1. **Product Performance**: Widget A appears to have the highest total sales
2. **Regional Distribution**: Sales are relatively evenly distributed across regions
3. **Seasonal Trends**: Monthly sales show some variation throughout the year
4. **Sales Patterns**: There's a positive correlation between quantity sold and sales revenue

These insights can help inform business decisions about inventory, marketing, and sales strategies.

In [None]:
# Advanced analysis: Pivot tables
print("ADVANCED ANALYSIS: PIVOT TABLES")
print("="*50)

# Create pivot table showing sales by product and region
pivot_sales = pd.pivot_table(
    df, 
    values='Sales', 
    index='Product', 
    columns='Region', 
    aggfunc='sum', 
    fill_value=0
)

print("Total Sales by Product and Region:")
display(pivot_sales.round(2))

# Add totals
pivot_sales['Total'] = pivot_sales.sum(axis=1)
pivot_sales.loc['Total'] = pivot_sales.sum(axis=0)
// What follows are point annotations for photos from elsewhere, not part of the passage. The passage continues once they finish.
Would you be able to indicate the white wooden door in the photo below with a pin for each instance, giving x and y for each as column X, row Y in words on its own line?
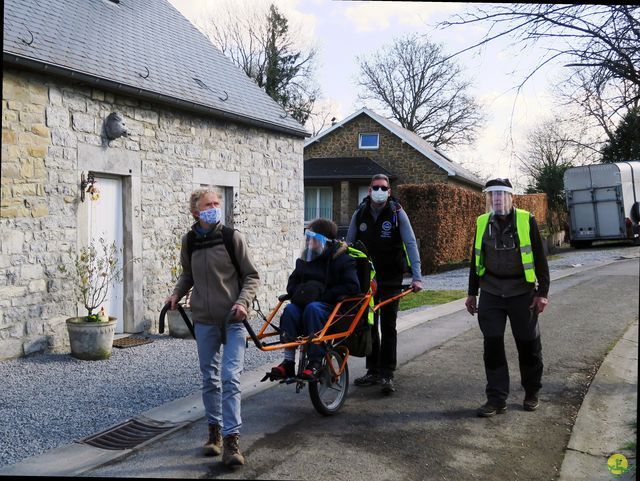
column 105, row 221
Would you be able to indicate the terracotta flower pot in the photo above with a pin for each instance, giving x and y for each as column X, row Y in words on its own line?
column 91, row 341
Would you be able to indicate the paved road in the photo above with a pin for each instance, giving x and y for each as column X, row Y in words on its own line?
column 427, row 430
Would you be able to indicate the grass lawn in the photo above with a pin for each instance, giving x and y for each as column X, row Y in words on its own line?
column 425, row 297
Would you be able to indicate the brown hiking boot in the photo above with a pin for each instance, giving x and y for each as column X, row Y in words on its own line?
column 213, row 446
column 231, row 456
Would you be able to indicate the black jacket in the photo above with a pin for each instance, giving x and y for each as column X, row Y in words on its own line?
column 335, row 268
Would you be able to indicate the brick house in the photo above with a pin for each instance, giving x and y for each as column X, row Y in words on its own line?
column 192, row 118
column 339, row 163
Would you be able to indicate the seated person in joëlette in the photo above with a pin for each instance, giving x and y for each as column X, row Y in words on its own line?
column 324, row 273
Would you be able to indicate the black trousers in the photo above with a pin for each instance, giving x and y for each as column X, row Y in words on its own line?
column 383, row 358
column 492, row 316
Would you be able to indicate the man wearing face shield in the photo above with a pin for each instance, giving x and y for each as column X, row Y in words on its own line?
column 323, row 274
column 509, row 267
column 383, row 227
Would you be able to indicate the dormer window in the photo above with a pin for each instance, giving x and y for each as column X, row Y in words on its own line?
column 369, row 141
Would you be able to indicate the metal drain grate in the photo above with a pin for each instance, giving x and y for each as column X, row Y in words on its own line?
column 129, row 434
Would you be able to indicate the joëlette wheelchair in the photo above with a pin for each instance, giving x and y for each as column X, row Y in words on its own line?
column 344, row 332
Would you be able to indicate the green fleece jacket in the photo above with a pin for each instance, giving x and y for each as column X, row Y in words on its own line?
column 214, row 279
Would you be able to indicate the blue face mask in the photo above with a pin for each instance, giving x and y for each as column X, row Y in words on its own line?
column 211, row 216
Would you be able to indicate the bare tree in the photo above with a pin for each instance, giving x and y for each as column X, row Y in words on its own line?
column 600, row 44
column 322, row 116
column 261, row 42
column 411, row 81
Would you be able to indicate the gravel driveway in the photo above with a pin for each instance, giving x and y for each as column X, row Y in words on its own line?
column 50, row 400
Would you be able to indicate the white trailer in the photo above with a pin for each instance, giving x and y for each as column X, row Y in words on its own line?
column 603, row 202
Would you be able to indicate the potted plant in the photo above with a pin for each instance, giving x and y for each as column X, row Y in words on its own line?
column 177, row 326
column 93, row 270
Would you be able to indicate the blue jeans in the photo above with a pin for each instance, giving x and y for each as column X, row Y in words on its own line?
column 221, row 399
column 296, row 321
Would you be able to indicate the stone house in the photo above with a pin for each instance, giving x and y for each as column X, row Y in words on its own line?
column 339, row 163
column 191, row 118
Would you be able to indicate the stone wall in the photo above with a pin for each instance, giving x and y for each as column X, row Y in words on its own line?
column 49, row 126
column 394, row 155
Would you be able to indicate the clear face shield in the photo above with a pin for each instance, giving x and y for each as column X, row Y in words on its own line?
column 499, row 202
column 314, row 245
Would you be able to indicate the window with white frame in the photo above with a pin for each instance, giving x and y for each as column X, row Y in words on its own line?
column 318, row 202
column 369, row 141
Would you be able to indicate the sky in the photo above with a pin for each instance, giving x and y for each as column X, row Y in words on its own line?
column 341, row 31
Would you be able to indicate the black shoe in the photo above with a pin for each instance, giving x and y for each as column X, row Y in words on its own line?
column 489, row 409
column 387, row 385
column 368, row 379
column 530, row 401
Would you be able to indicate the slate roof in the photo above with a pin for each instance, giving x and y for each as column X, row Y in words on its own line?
column 343, row 168
column 140, row 47
column 415, row 141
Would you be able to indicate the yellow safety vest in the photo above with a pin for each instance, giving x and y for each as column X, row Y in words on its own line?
column 524, row 236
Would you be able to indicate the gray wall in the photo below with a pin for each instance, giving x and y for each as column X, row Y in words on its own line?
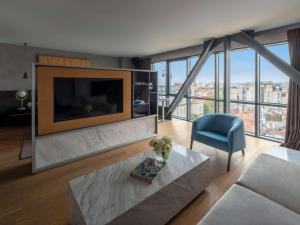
column 14, row 62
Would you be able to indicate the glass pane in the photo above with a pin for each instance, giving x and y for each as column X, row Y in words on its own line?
column 177, row 75
column 181, row 110
column 200, row 107
column 204, row 85
column 274, row 83
column 242, row 75
column 193, row 61
column 221, row 106
column 160, row 68
column 247, row 113
column 273, row 121
column 221, row 75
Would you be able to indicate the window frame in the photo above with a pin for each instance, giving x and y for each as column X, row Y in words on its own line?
column 217, row 100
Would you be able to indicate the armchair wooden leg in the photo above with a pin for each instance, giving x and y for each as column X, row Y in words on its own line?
column 229, row 161
column 191, row 144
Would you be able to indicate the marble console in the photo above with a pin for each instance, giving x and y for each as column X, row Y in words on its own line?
column 60, row 148
column 111, row 196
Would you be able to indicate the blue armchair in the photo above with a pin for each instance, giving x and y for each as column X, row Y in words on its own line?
column 222, row 131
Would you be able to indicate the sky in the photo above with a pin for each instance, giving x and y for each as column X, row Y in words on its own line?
column 242, row 67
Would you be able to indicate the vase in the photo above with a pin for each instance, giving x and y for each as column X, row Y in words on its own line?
column 161, row 156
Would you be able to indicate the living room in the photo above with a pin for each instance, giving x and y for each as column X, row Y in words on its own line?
column 160, row 112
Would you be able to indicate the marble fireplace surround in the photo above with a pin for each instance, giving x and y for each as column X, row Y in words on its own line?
column 60, row 148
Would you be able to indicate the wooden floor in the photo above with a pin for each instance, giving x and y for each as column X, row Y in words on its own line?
column 42, row 199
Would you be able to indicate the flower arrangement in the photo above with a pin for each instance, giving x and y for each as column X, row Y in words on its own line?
column 162, row 147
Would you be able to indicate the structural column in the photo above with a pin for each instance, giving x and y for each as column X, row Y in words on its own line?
column 227, row 46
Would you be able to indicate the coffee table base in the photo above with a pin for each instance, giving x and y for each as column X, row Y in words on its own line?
column 162, row 206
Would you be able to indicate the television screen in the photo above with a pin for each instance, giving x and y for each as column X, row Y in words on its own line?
column 76, row 98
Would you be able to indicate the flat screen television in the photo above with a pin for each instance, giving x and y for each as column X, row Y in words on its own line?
column 76, row 98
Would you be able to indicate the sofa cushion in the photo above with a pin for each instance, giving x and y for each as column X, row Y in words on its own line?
column 243, row 206
column 213, row 139
column 275, row 179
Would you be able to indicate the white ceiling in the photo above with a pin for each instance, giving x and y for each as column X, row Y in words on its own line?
column 135, row 27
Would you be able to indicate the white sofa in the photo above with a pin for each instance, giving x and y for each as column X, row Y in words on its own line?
column 268, row 193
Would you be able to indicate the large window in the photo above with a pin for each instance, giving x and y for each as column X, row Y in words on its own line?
column 273, row 95
column 204, row 85
column 258, row 91
column 177, row 75
column 160, row 67
column 242, row 75
column 242, row 86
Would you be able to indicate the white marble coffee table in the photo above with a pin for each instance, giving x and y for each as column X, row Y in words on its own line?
column 111, row 196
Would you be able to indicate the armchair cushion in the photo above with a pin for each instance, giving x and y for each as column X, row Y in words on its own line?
column 222, row 131
column 211, row 138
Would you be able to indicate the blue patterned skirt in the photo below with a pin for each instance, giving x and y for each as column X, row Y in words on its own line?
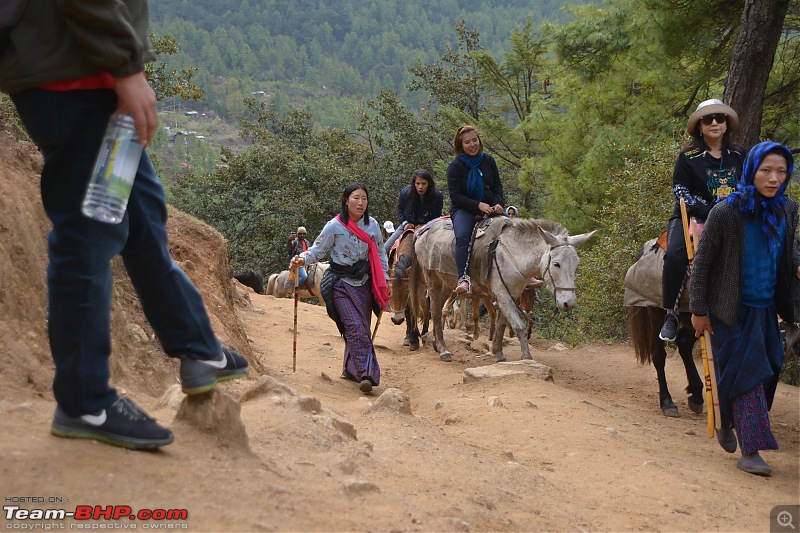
column 354, row 305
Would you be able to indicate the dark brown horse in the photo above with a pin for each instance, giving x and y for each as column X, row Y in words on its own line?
column 645, row 318
column 407, row 302
column 645, row 322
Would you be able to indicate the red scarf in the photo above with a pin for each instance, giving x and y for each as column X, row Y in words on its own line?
column 379, row 289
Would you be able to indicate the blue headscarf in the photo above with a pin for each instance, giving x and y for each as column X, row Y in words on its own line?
column 475, row 178
column 748, row 199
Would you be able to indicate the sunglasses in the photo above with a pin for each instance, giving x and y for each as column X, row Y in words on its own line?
column 721, row 118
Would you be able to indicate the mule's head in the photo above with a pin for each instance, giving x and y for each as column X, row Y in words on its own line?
column 398, row 274
column 559, row 266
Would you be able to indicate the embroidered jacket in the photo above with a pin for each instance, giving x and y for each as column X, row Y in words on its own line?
column 702, row 180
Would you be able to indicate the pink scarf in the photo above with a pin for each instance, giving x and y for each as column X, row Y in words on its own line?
column 379, row 289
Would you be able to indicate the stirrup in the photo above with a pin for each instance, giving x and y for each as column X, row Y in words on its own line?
column 463, row 290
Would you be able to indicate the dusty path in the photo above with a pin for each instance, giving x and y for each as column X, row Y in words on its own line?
column 588, row 451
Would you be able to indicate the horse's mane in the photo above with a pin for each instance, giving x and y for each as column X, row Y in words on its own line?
column 553, row 227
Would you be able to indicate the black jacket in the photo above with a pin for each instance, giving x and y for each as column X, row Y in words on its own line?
column 457, row 173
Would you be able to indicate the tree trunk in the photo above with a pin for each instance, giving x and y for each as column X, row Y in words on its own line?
column 750, row 64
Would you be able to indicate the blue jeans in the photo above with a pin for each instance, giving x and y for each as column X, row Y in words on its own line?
column 463, row 224
column 68, row 127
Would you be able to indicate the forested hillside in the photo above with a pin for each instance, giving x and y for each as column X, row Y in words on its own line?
column 312, row 53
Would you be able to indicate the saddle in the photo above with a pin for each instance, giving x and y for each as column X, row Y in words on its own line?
column 392, row 255
column 439, row 241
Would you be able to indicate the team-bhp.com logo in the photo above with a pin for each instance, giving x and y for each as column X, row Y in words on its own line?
column 86, row 515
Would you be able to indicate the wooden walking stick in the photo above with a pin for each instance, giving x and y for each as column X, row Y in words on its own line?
column 293, row 274
column 712, row 398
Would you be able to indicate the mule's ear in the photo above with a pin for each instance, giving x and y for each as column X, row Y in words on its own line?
column 548, row 237
column 577, row 240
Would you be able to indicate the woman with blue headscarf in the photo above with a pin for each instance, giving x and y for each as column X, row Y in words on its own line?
column 473, row 183
column 746, row 270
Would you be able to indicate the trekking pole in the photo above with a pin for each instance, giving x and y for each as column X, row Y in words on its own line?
column 294, row 276
column 377, row 323
column 712, row 399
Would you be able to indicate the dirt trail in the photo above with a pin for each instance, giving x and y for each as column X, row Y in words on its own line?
column 588, row 451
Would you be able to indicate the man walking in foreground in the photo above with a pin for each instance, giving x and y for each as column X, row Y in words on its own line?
column 68, row 66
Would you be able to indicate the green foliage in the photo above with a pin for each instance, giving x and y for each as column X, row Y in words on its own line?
column 292, row 176
column 168, row 83
column 637, row 204
column 10, row 122
column 338, row 48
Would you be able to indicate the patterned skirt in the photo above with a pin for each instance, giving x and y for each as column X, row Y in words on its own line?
column 751, row 419
column 748, row 359
column 354, row 305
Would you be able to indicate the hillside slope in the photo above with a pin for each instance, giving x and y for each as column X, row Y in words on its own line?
column 428, row 451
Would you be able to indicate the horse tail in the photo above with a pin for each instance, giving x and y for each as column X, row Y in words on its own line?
column 416, row 293
column 643, row 333
column 271, row 284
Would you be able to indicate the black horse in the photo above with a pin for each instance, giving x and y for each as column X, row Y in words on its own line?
column 645, row 322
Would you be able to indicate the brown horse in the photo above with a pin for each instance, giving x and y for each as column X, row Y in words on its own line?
column 519, row 250
column 645, row 318
column 407, row 302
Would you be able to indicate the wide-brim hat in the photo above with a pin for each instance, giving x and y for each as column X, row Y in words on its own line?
column 709, row 107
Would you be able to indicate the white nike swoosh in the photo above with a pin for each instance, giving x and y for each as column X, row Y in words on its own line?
column 95, row 420
column 217, row 364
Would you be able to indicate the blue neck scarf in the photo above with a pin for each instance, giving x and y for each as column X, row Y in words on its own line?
column 749, row 200
column 475, row 178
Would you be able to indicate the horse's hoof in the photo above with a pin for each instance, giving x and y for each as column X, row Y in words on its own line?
column 697, row 408
column 670, row 409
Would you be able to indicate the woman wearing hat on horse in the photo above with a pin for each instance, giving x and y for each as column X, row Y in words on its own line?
column 419, row 203
column 473, row 183
column 706, row 172
column 745, row 273
column 355, row 283
column 299, row 245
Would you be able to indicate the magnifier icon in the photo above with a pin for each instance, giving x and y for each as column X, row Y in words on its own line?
column 785, row 519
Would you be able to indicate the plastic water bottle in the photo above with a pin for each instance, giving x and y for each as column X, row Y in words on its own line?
column 114, row 171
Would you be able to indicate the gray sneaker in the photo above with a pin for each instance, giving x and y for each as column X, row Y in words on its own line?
column 199, row 376
column 669, row 331
column 123, row 424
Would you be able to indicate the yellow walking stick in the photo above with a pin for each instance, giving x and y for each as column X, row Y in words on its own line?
column 377, row 323
column 712, row 399
column 293, row 275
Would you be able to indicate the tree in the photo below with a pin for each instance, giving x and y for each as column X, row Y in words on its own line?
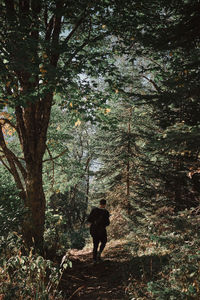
column 45, row 46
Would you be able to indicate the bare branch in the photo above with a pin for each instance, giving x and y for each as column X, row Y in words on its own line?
column 6, row 121
column 59, row 155
column 5, row 165
column 51, row 158
column 12, row 159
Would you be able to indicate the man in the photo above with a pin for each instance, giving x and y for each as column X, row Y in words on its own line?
column 99, row 219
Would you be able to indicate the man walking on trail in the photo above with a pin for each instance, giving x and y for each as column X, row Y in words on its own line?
column 99, row 219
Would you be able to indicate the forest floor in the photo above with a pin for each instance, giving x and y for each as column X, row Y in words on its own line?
column 105, row 280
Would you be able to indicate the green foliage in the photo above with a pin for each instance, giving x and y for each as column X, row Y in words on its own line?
column 11, row 206
column 65, row 220
column 29, row 276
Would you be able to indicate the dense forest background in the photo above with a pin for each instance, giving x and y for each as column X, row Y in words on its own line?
column 99, row 99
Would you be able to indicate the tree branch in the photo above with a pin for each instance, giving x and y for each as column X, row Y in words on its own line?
column 51, row 158
column 59, row 155
column 6, row 121
column 152, row 82
column 12, row 167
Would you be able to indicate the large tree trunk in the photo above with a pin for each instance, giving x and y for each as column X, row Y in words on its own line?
column 33, row 227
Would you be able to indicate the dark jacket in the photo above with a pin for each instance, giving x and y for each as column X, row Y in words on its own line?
column 99, row 219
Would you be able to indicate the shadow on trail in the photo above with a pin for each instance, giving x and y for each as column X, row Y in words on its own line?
column 110, row 278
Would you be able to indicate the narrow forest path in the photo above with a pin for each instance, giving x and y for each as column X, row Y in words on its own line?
column 103, row 281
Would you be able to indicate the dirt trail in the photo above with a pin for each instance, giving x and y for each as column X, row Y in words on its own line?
column 103, row 281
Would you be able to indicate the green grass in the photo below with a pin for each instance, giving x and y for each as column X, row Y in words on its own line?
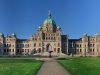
column 82, row 65
column 14, row 66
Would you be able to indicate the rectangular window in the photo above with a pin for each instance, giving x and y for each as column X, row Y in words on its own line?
column 54, row 49
column 39, row 44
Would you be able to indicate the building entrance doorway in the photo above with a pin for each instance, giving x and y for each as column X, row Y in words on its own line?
column 58, row 51
column 39, row 50
column 48, row 48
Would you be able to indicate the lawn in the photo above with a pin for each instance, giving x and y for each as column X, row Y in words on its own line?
column 14, row 66
column 82, row 65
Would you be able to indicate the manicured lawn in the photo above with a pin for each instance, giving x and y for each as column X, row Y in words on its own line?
column 82, row 65
column 14, row 66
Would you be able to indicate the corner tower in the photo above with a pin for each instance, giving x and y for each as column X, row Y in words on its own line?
column 49, row 24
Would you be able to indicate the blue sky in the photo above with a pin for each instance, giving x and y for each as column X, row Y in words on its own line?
column 74, row 16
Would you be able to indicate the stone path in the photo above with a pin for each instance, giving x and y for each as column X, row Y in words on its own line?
column 52, row 67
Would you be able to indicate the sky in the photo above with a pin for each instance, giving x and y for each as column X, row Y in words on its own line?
column 73, row 16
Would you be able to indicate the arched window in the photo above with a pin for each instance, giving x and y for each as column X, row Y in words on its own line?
column 34, row 44
column 54, row 38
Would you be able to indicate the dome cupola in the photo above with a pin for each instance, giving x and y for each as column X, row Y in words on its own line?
column 40, row 27
column 1, row 34
column 96, row 34
column 49, row 20
column 58, row 27
column 13, row 34
column 84, row 34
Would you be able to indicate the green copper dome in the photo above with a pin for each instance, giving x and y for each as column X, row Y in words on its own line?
column 84, row 34
column 39, row 27
column 13, row 34
column 49, row 20
column 1, row 34
column 96, row 34
column 58, row 27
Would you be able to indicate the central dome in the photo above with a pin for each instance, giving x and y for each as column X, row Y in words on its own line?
column 49, row 20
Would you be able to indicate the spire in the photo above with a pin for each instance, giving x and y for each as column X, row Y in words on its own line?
column 49, row 15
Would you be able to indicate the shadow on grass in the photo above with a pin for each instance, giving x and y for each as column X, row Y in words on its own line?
column 62, row 58
column 19, row 61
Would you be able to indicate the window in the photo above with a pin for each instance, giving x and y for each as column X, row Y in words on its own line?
column 54, row 44
column 4, row 50
column 80, row 45
column 51, row 38
column 93, row 50
column 54, row 38
column 63, row 44
column 54, row 49
column 80, row 50
column 9, row 50
column 17, row 50
column 93, row 45
column 34, row 44
column 42, row 44
column 58, row 44
column 27, row 45
column 85, row 45
column 12, row 50
column 39, row 44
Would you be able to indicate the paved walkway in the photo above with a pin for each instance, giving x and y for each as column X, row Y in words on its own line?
column 52, row 67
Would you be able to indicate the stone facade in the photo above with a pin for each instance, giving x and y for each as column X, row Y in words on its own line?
column 49, row 37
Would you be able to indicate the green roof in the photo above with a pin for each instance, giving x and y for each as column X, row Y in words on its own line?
column 96, row 34
column 40, row 27
column 84, row 34
column 1, row 34
column 13, row 34
column 58, row 27
column 49, row 20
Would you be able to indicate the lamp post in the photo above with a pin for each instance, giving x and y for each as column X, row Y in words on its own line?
column 72, row 50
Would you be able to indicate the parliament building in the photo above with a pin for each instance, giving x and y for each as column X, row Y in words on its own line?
column 49, row 38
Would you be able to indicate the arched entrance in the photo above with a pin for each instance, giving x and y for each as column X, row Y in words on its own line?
column 48, row 47
column 58, row 51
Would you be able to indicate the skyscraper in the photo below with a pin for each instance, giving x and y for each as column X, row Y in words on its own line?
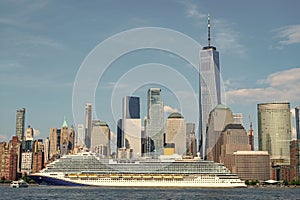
column 88, row 124
column 131, row 125
column 131, row 107
column 219, row 118
column 297, row 116
column 80, row 135
column 120, row 135
column 274, row 130
column 20, row 123
column 154, row 124
column 210, row 92
column 100, row 138
column 176, row 132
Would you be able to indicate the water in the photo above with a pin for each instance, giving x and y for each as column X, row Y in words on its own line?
column 74, row 193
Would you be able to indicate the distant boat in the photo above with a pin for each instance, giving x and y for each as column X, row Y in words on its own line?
column 18, row 184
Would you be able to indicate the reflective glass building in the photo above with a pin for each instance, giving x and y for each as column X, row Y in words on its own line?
column 274, row 129
column 154, row 124
column 210, row 92
column 297, row 116
column 210, row 89
column 20, row 124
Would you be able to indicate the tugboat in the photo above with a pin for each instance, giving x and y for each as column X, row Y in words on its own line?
column 18, row 184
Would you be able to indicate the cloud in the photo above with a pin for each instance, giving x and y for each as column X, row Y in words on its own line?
column 169, row 109
column 3, row 137
column 279, row 86
column 222, row 32
column 193, row 11
column 36, row 132
column 227, row 39
column 9, row 65
column 288, row 34
column 40, row 41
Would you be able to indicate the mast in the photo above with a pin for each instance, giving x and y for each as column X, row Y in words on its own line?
column 208, row 29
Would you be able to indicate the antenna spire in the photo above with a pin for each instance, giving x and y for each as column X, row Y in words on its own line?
column 208, row 27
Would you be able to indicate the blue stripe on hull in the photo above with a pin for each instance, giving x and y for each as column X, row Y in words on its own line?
column 43, row 180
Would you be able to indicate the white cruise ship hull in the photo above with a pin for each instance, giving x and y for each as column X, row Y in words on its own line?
column 205, row 182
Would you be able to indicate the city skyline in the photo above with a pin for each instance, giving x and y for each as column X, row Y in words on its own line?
column 41, row 54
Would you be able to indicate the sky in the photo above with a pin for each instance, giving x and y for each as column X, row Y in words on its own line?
column 48, row 47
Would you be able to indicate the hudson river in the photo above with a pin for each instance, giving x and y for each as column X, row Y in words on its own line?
column 74, row 193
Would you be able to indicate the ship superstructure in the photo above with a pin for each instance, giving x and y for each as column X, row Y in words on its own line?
column 87, row 169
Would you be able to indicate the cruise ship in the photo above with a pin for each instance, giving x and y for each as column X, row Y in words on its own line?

print("\nWith Row and Column Totals:")
display(pivot_sales.round(2))

# Cross-tabulation for product and region
print("\n" + "="*30)
print("CROSS-TABULATION")
print("="*30)

cross_tab = pd.crosstab(df['Product'], df['Region'], margins=True)
print("Transaction Count by Product and Region:")
display(cross_tab)

## Conclusion and Next Steps

### What We Learned

1. **Pandas Basics**: How to create, inspect, and manipulate DataFrames
2. **Data Cleaning**: Identifying and handling missing values
3. **Data Analysis**: Filtering, grouping, and aggregating data
4. **Visualization**: Creating meaningful charts and plots
5. **Advanced Operations**: Using pivot tables and cross-tabulations

### Best Practices

- Always inspect your data before analysis
- Handle missing values appropriately
- Use meaningful variable names
- Document your analysis steps
- Visualize data to uncover patterns

### Next Steps to Explore

- Time series analysis with pandas
- Advanced filtering and conditional operations
- Merging and joining multiple datasets
- Custom functions and apply operations
- Exporting results to different formats

Pandas is a vast library with many more features to explore. This tutorial provides a solid foundation for your data analysis journey!